16 Julho 2019
Há 50 anos, neste mês, Neil Armstrong deu seus primeiros passos na Lua. Séculos antes, em 1651, o astrônomo jesuíta Giovani Riccioli estava mapeando e nomeando as crateras da Lua que os astronautas um dia veriam pessoalmente. No topo do seu mapa da Lua, Riccioli escreveu: “Nem os homens habitam a Lua, nem as almas migram para lá”. Ele fazia parte de uma longa linhagem de jesuítas que dedicaram suas vidas para questões não referentes apenas às almas, mas também aos asteroides, meteoritos e estrelas.

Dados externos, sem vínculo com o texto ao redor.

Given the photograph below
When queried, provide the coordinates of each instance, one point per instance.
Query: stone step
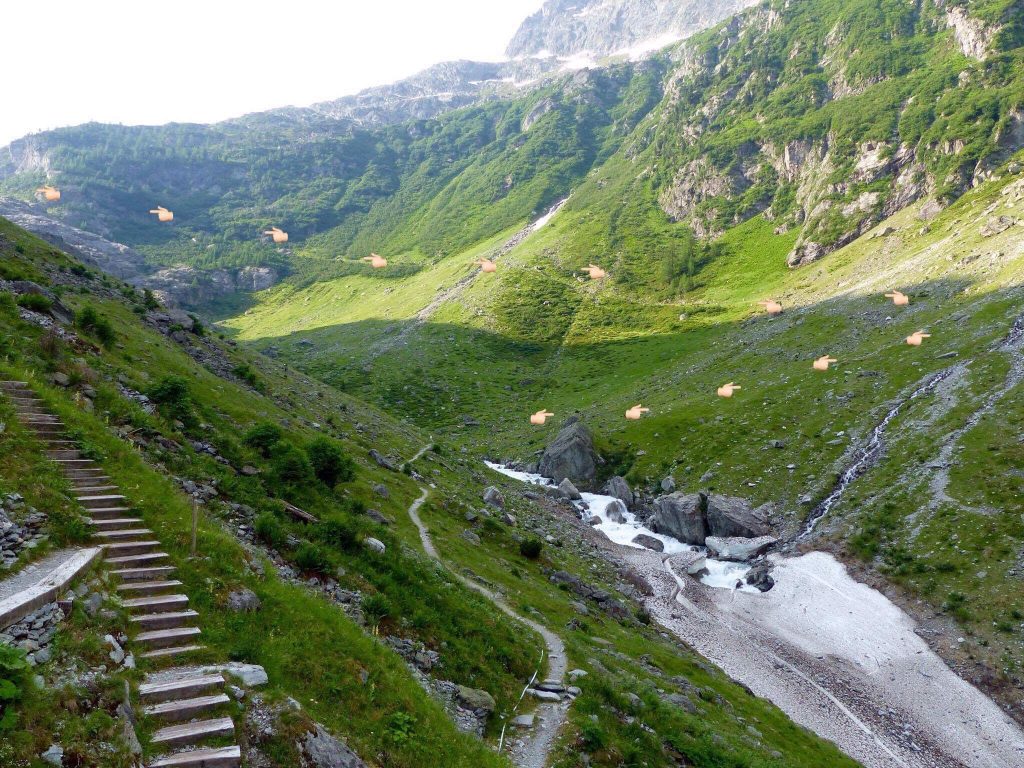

O comentário é de William Critchley-Menor, SJ, estudante de Filosofia e Estudos Americanos na St. Louis University e membro da Província Centro-Oeste da Companhia de Jesus dos Estados Unidos. O artigo foi publicado por America, 12-07-2019. A tradução é de Moisés Sbardelotto.
Em seu discurso aos jesuítas em sua 35ª Congregação Geral em 2008, o Papa Bento XVI disse: “A Igreja precisa de vocês, confia com vocês (...) para alcançar aqueles lugares físicos e espirituais onde outros não chegam ou têm dificuldade de chegar”. Desde os primeiros dias da Ordem, os jesuítas têm chegado a esses lugares físicos e espirituais – até mesmo ao espaço.

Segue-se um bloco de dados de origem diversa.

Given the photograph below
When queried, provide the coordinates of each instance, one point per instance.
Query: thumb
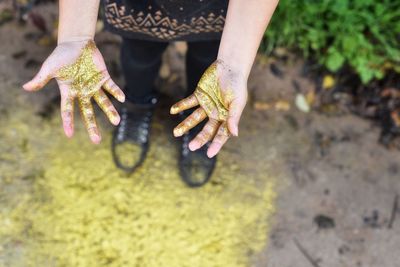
(235, 112)
(40, 80)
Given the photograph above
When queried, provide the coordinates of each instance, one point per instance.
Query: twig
(395, 209)
(313, 262)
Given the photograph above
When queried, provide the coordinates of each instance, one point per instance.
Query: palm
(221, 97)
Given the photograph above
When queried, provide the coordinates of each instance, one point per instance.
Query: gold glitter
(83, 74)
(82, 212)
(209, 94)
(84, 80)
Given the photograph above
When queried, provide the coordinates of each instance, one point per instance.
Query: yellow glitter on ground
(209, 94)
(82, 212)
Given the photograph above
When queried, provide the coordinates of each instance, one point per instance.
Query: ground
(295, 189)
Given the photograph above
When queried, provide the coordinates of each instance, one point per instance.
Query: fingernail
(96, 139)
(173, 110)
(26, 86)
(235, 131)
(116, 120)
(193, 146)
(210, 155)
(178, 132)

Conquistas astronômicas dos jesuítas ao longo da história (Infográfico: America)
“Ao longo da história da Companhia, os jesuítas foram atores-chave na astronomia”, disse Robert Macke, SJ, especialista em meteoritos que trabalha no Observatório do Vaticano em Roma. As contribuições dos jesuítas para a astronomia são significativas o suficiente a ponto de 34 crateras da Lua e vários asteroides receberem os seus nomes.

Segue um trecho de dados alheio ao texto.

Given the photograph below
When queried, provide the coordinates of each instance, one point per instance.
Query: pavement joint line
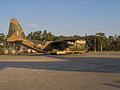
(49, 81)
(39, 74)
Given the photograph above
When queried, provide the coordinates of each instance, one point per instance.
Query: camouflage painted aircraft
(16, 35)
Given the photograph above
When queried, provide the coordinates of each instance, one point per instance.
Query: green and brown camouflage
(15, 28)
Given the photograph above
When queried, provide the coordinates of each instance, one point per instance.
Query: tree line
(96, 42)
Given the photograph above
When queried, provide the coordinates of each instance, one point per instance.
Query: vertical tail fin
(15, 31)
(15, 28)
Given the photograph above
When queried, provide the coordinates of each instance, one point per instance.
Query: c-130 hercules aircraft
(18, 43)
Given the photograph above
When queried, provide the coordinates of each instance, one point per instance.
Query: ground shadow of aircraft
(78, 64)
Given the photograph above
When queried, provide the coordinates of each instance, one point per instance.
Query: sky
(62, 17)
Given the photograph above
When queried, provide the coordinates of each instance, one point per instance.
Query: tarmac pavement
(70, 72)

De fato, uma das maiores formações de crateras da Lua tem o nome de Christopher Clavius, SJ (1538-1612). Sua genialidade astronômica e matemática desempenhou um papel importante na formação do calendário gregoriano, o sistema de calendário em uso quase universal hoje. Durante a sua vida, ele foi considerado o “Euclides do século XVI” e escreveu livros que foram lidos em todo o mundo.
Entre os que aprenderam com Clavius estava Galileu, com quem ele mantinha uma correspondência significativa. Galileu também se baseava em outros jesuítas. Pascal Scotti, em seu livro “Galileo Revisited”, de 2017, escreve que, “até 1616, os jesuítas haviam sido o maior apoio de Galileu, e, de tempos em tempos, ele se voltava para eles como os faróis da excelência e da integridade científicas em todas as suas dificuldades”.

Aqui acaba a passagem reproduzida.